Maybe nobody has discovered that I've continued this blog, through the old Archives link, after all. I don't see it showing up in the stats, now. A page has to get high enough in the rankings to be among the top 30 pages in order to register in the stats, as they are configured.
I really do need to back off this blog for my health, due to long-term stress, but I just made another discovery. I had purchased an original copy, first edition, of Elizabeth Barrett's "Poems," published in 1844. I bought Vol. II, because I was under the impression that the poem--which I believe Mathew wrote--entitled "Lady Geraldine's Courtship" was in that volume. It wasn't.
I had requested a return, wrapped the volume back up again in its box, and the matter was disappointingly finished as far as I was concerned. This is one of those instances where Abby, my wife in the astral, has had to really push on me. It's hard for her to get something through my thick head, if I'm not thinking along those same lines. Which is to say, introducing an entirely new thought, or even a contrary thought, is far more difficult for her than simply nudging me down a track in the direction my thoughts were already traveling.

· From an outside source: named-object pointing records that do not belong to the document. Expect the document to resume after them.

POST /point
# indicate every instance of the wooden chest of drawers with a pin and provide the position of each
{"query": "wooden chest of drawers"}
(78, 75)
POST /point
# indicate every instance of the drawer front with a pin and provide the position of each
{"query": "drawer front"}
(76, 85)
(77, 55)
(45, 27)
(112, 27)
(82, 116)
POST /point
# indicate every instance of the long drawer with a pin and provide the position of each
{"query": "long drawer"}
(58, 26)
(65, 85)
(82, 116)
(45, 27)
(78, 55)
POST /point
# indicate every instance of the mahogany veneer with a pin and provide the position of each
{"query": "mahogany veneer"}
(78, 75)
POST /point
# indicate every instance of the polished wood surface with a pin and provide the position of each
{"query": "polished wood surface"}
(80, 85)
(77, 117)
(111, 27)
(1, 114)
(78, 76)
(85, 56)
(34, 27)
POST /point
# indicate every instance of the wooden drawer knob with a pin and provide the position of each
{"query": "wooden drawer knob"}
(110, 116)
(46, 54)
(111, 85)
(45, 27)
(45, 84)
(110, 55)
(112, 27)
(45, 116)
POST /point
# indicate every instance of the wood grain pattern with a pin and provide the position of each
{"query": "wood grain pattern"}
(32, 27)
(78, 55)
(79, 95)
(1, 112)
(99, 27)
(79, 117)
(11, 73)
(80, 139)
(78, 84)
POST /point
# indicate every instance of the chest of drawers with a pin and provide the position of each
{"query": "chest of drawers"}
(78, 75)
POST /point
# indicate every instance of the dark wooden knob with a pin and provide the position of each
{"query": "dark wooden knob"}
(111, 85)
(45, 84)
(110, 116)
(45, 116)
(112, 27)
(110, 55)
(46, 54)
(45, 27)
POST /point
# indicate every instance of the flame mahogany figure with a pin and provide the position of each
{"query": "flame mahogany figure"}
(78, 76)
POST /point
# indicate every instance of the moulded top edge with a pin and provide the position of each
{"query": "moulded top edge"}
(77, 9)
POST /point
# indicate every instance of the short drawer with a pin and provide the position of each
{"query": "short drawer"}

So I kept feeling she wanted me to read the other poems in that volume, that there might be something else of ours in it--and she wouldn't let it go. Finally, I got up this morning and acquiesced. And she was right. The poem "The Lost Bower," is Mathew's. Barrett modified it to set it in England, but the bulk of it is his, written, not about a hill and woods near her childhood home, but about Job Hill and the adjoining woods near his. Clearly, the picture of a child adventurously tearing his way through brambles and underbrush is far more plausible for a boy, than a girl. Even if we grant that the girl is a tomboy, they had to wear dresses in those days. No girl in a dress is going to risk tearing it to shreds, by ripping apart brambles to enter a wood.
But that's not the strongest clue (aside from sheer quality, and style). There's an error in that poem, an obvious one, which was never corrected as near as I can tell. It is included in at least two versions I found online, today. This is the second time I've discovered such a thing in a plagiarized poem. The plagiarist doesn't fix it, because he or she isn't savvy enough to realize it's an error. Imagine that I stole a physicist's formula, and presented it as my own. In the copying process, an obvious error creeps in. But I know nothing about physics, and as a result, I never correct it. That error now becomes the physicist's posthumous calling card.
Admittedly, the poem may never have been reprinted in Browning's lifetime; but one would think she would have set the matter straight for posterity, so that the error didn't keep on repeating. The first instance I found of this kind of error, the plagiarist perpetuated it in a subsequent printing, making that a stronger case.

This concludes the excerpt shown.